Mederos admite haber aplicado electrochoques a sus acusadores, pero asegura que lo hizo estrictamente por razones médicas. Salvo en literatura de ficción, no conozco a un solo violador de derechos humanos que haya admitido con honestidad sus crímenes. De cualquier modo, a la justicia corresponde aportar pruebas fehacientes en su contra y someterlo a un proceso intachable. En esto también las víctimas deben diferenciarse nítidamente de sus verdugos.

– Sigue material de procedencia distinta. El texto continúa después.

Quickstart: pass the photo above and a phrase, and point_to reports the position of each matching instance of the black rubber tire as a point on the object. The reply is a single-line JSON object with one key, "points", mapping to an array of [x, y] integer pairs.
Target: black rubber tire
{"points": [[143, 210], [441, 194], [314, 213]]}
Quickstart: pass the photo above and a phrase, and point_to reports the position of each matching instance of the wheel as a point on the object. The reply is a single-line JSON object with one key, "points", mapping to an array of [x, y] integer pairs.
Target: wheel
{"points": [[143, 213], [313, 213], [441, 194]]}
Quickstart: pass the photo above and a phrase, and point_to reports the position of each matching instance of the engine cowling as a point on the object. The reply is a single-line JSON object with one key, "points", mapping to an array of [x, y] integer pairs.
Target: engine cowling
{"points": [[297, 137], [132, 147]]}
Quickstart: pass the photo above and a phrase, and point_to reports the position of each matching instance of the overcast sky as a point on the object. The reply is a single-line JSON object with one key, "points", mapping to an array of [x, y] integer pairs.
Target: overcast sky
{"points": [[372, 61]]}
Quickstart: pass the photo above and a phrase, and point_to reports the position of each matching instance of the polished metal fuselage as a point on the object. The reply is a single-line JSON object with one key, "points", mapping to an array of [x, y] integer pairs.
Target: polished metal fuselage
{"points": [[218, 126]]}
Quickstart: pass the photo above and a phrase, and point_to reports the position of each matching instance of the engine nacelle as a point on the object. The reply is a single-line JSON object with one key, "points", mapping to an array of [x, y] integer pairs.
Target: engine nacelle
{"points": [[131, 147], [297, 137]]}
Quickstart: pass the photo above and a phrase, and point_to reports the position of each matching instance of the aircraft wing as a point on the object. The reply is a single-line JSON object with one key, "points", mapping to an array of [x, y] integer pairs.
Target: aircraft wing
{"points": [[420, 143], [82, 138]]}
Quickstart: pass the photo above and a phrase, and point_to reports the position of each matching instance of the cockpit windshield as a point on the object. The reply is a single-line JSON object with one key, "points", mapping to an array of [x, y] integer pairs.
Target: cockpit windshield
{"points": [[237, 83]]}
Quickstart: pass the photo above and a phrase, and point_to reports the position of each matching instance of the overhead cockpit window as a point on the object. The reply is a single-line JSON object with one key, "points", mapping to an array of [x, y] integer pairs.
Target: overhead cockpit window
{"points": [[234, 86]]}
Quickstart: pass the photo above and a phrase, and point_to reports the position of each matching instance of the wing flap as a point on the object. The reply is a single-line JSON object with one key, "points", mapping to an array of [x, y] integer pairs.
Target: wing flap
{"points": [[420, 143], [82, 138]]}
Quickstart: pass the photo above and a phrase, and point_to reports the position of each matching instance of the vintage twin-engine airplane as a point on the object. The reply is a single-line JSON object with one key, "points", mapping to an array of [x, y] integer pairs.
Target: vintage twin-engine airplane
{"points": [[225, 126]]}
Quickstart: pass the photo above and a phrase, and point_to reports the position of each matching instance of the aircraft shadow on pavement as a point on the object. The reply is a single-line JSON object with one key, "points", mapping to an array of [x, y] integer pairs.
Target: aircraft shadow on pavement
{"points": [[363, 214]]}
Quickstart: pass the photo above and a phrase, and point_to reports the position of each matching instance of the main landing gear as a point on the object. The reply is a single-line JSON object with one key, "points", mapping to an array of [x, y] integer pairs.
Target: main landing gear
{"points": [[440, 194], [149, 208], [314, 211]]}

El ejemplar caso de Mederos debería inspirar un esfuerzo organizado, al estilo del que desde hace décadas realizan entidades hebreas, por identificar y expulsar del país a otros violadores de derechos humanos que aún se pasean tan campantes entre nosotros. Bien llevado, un esfuerzo así no sólo libraría a las víctimas de la doble humillación de convivir con sus victimarios como si nada hubiera ocurrido; también ayudaría a los norteamericanos que nunca sufrieron graves vejaciones políticas a sensibilizarse mejor con las víctimas que sí las padecieron. El desprecio por los verdugos, al igual que la admiración por ellos, son rasgos de carácter en los individuos. Y también de las sociedades. La miamense aún está por adoptar uno de los dos.